Objectives of the Indigenous Orientation Tool

  1. To facilitate an opportunity for newcomers to understand Indigenous history, culture and contemporary issues early in their settlement process
  2. To debunk stereotypes and negative perceptions that many newcomers develop towards Indigenous peoples
  3. To assist in fostering a better understanding between communities that could contribute to building bridges and creating lasting social and cultural ties between indigenous and newcomer groups
  4. To facilitate a positive role for newcomers to play in implementing the Truth and Reconciliation Commission’s call to action #93
  5. To pave the path for creating welcoming, fair and inclusive communities for all

The Indigenous Orientation Toolkit will be a result of many consultations with community leaders, elders and activists from the Indigenous and newcomer communities, as well as input from partner agencies. Furthermore, this project seeks to foster safe spaces for dialogue, with the primary objective of educating newcomers on Indigenous issues as a precursor to enabling the process of relationship building between communities. This Tool will serve as a training curriculum that will be delivered by Indigenous trainers to settlement workers, ethno-cultural community leaders, EAL teachers and newcomers themselves during their initial settlement stages.  It will include many inter-active and accessible modules that will provide context, stories and concrete information on Indigenous issues to our newest community members.

Meet the

Indigenous Orientation Toolkit

curriculum developers.

Nicki Ferland & Connie Wyatt-Anderson

Toolkit Themes

Askii Akawa Asotamaatowin

(Land and Treaties)

Canada is a nation founded by colonial settlers, but long before the colonists arrive Indigenous peoples lived in harmony with the land. This workshop explores the initial colonization of Canada, focusing on the spirit and intent of the treaties and discusses how these agreements have impacted the relationship between Indigenous peoples and European settlers

Gawiin Bimikawesiwan

(Assimilative Policies)

Throughout Canadian history, a series of assimilative policies were instated by the government and these policies have had an extreme impact on Indigenous culture. This workshop will explain what these policies were and explore how they have brought about the contemporary concerns faced by many Indigenous peoples.

Gonezǫ Agót’é Gogha

(Resilience & Resurgence)

Assimilative policies in Canada have sought to subdue traditional Indigenous cultures and aspects of Indigenous culture have been completely lost. Despite these efforts, Indigenous cultures have persevered and there is a resurgence of traditional teachings. This workshop discusses the importance of culture and explores the contemporary resurgence of traditional principles.

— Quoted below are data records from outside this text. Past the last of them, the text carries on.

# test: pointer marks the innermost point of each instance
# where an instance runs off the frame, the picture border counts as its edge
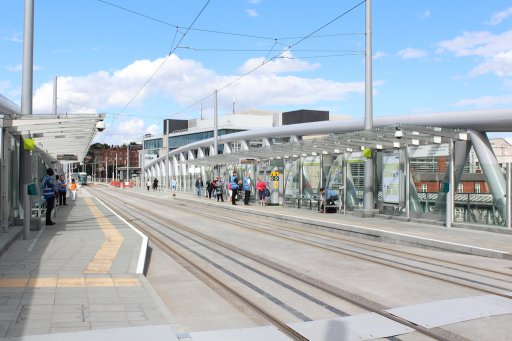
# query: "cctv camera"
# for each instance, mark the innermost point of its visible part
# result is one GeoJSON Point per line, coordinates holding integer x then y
{"type": "Point", "coordinates": [100, 126]}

Traditional Indigenous teachings place great emphasis on family structure and support, which differed greatly from the patriarchal worldview of colonizing Europeans. This workshop explores traditional teachings and worldviews in relation to family structure and discusses the impacts of colonization on family units and views towards gender roles and raising children.

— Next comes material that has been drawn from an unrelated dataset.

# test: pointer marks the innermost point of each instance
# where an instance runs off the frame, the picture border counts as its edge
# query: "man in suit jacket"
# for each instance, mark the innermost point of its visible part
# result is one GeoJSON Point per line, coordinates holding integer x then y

The Metis Peoples are a separate and distinct first nation founded in Manitoba. Metis culture and worldview has had an extensive impact on Manitoban history and culture as a whole. This workshop will explore the unique culture of the Metis people and discuss both the history and contemporary experiences of the Metis people.


(Worldviews & Spirituality)

Traditional teachings and culture vary widely between different First Nations Groups, and yet there are aspects that share similarities between Nations. This workshop explores some universal teachings, as well as discussing the importance of making distinctions between separate First Nations communities.


(Connection to Land)

Traditional Indigenous teachings focus greatly on the importance of land and water and these elements play a great role in spirituality, language, and world view. This workshop discusses the importance of natural resources to the culture of Indigenous peoples, including our responsibilities to the land and how colonialism has impacted our relationships with the land.